One Automaton To Rule Them All: Beyond Multiple Regular Expressions Execution

This repository contains the source code of the paper ``One Automaton To Rule Them All: Beyond Multiple Regular Expressions Execution'' where we deal with the problem of efficient Regular Expressions (REs) matching. The key idea of this work is to exploit REs morphological similarities within the same dataset to enable memory reduction when storing the patterns and improving the dataset-matching throughput.
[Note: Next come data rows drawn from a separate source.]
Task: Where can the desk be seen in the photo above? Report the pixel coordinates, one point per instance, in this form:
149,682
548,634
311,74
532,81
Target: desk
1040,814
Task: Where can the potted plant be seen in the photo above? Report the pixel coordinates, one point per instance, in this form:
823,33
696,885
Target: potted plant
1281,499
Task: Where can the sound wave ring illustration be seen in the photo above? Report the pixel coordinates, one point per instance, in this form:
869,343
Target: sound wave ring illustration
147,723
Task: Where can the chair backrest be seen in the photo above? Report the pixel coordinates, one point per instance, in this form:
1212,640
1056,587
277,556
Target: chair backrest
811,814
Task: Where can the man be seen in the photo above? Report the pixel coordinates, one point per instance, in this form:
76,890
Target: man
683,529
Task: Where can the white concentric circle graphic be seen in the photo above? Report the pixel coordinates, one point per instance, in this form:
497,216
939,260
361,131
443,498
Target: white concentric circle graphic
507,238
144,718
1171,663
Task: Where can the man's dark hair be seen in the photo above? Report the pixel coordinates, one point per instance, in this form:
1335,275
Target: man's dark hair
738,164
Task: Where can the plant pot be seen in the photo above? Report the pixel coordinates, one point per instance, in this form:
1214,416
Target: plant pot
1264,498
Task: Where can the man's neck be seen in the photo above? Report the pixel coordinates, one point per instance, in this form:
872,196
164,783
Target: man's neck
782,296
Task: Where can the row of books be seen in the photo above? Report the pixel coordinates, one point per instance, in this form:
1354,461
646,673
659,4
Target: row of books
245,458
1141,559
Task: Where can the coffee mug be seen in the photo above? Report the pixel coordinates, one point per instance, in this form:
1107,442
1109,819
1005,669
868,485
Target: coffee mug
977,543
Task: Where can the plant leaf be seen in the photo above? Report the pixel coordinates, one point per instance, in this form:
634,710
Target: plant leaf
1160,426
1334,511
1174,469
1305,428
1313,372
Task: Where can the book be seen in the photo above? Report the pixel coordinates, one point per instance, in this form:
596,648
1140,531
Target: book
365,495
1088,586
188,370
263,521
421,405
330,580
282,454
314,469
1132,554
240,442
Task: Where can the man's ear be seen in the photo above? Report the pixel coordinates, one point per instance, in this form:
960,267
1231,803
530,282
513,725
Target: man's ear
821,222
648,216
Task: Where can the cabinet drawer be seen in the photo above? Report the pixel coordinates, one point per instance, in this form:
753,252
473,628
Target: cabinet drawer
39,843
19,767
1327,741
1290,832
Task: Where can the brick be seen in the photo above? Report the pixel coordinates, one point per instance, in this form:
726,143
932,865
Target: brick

This idea is expressed through:

the Multi-RE Finite State Automata (MFSA) model that extends the Finite State Automata (FSA) model to improve REs parallelization by leveraging similarities within a specific application ruleset
a multi-level compilation framework to manage REs merging and optimization to produce MFSA(s) automatically
an execution engine called iMFAnt, which is an extension of the state-of-the-art iNFAnt algorithm

benchmark_scripts and benchmark_results contain the scripts to evaluate datasets similarity and the numericalresult of such evaluation, respectively (Fig. 1).
datasets contains the RE datasets
framework contains the compilation framework
input_streams contains the data streams to match
matching contains the iMFAnt engine
mfsa contains the automata in ANML format, resulting from the compilation framework
output_matches contains the numeric results of MFSAs analysis (time, #matches)
plots contains the plots resulting from the execution of the scripts in scripts folder
plotting scripts contains the scripts for the plotting of the numerical results
raw_results contains the numerical results corresponding to the plots
scripts contains the scripts to plot the compression, compilation time, execution time and throughput results (Figs. 7, 8, 9, 10)

To customize the experiments go to the customization section

Default Configurations

Run the scripts in iMFAnt/scripts folder to reproduce the experimental results reported in the paper. These include the automatic generation of the plots with the default merging factors (0, 1, 2, 5, 10, 20, 50, 100)

CGO'24 Artifact Evaluation Instructions

The following instructions are to reproduce the CGO'24 results. The fast way is to go to the artifacts setup

Artifacts Setup

An x86 CPU is mandatory for the Docker setup, other CPUs are usable in general but not tested.

Clone the repository:

git clone https://github.com/necst/iMFAnt.git

and navigate into the repo folder

cd iMFAnt

Please follow one of the two setups: 1) native Ubuntu-based machine; 2) any OS with Docker and then to the Running the Experiments.

1) Native Ubuntu-based Machine

To execute CGO'24 AE are required

make cmake
flex
bison
g++
openmp (included in g++ installation)
python3.10 with numpy pandas matplotlib

A possible command to install everything you need:

sudo apt-get install -y locales curl wget tar sudo git apt-utils nano
sudo apt-get install -y g++ python3 python3-pip automake make cmake flex bison
sudo pip3 install numpy pandas matplotlib

navigate into the scripts folder

cd scripts/

2) Any OS with Docker

It is supposed you have installed and configured Docker according to the docker instructions. An x86 CPU is mandatory.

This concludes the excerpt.